Приближаясь к месту драки, Миканор, словно оглядывая свое войско, увидел, что с ним идут долговязый олешниковец, Ольгин Петро и бойко подпрыгивает на костыле Семен.
За мужчинами, как верная подмога, смело двинулись Ольга и жена олешниковца... Голова у Миканора была теперь ясная:
мороз, что сжимал ребра под гимнастеркой, хорошо отрезвлял, придавал бодрости. Миканор шел твердо и решительно.
Они еще не дошли, как шум на месте драки начал быстро спадать; люди, которые только что бегали, суетились, кричали, почему-то странно притихли, стали расступаться, отходили к изгородям, хатам. Миканор, еще ничего не понимая, невольно насторожился.

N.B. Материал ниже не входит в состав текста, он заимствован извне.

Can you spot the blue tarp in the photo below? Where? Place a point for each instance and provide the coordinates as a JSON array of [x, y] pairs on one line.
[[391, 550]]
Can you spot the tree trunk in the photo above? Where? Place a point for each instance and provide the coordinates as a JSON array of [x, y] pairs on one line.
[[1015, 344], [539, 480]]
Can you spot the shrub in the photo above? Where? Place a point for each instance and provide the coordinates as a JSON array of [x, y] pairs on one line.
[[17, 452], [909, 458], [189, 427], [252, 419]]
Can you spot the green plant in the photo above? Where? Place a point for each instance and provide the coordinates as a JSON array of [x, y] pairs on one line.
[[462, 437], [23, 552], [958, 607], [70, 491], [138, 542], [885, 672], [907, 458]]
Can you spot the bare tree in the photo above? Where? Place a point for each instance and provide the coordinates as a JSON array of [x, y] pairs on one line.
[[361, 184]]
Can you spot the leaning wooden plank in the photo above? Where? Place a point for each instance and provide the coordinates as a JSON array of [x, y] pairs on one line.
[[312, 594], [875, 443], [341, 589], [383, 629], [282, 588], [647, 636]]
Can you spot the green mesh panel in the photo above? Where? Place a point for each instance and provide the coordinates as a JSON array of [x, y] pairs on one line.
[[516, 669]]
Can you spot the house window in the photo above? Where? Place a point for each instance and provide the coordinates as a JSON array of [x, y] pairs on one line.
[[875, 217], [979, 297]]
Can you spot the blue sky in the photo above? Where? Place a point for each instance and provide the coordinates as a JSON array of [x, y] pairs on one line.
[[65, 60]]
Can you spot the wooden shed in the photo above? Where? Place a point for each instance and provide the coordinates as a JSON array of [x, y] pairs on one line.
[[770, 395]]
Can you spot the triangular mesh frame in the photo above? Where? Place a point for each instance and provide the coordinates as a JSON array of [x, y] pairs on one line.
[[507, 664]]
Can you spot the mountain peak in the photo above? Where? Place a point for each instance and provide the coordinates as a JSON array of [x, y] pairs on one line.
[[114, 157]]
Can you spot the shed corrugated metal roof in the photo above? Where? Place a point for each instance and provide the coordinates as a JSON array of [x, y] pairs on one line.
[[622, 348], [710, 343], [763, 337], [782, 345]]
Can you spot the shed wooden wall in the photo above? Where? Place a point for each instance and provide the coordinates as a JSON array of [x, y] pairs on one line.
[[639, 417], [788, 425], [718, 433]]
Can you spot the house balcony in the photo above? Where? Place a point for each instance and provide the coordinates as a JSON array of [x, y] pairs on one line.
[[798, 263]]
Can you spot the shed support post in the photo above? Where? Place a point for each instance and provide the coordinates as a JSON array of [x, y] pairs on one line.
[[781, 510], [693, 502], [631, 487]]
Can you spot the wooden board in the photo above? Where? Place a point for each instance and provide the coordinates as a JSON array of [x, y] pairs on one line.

Тогда холодную улицу с темными человеческими фигурами и темными крышами по сторонам разорвал тонкий истошный женский крик:
- Убили!!
Миканор увидел - на сером в темноте снегу посреди улицы чернеет неподвижное тело, подбежал к нему. Наклонился над человеком, - бедняга казался мертвым, глаза закрыты, губы сжаты, утоптанный лаптями и сапогами снег чернел кровью.
Почти бессознательно отметил: парень - не куреневский, незнакомый, помня военную выучку, схватил руку парня за кисть, нащупывал пальцами пульс - признак надежды, неугаснувшей жизни. Нашел не сразу - от волнения или с непривычки; жарко стало, пока почувствовал, что пульс бьется... Жив!..
- Потри снегом лицо, шею! - сказал Миканор, а сам стал ощупывать голову парня. Кто-то подошел, наклонился рядом с Ольгой над парнем. Все молчали, не могли вымолвить слова.
Вокруг усиливался шум, теперь уже тревожный, шум, в котором часто можно было услышать страшное "убили". Кто-то из женщин запричитал .. Народу все прибывало...
- А может, не совсем его? - услышал Миканор несмелый вопрос Хадоськи; это она, значит, была возле Ольги.
- Голова, кажется, цела...
Толпа обступала со всех сторон все теснее, все шумливее.
Нои в этом гомоне Миканор услышал хриплый стон - парень на снегу тяжело шевельнулся.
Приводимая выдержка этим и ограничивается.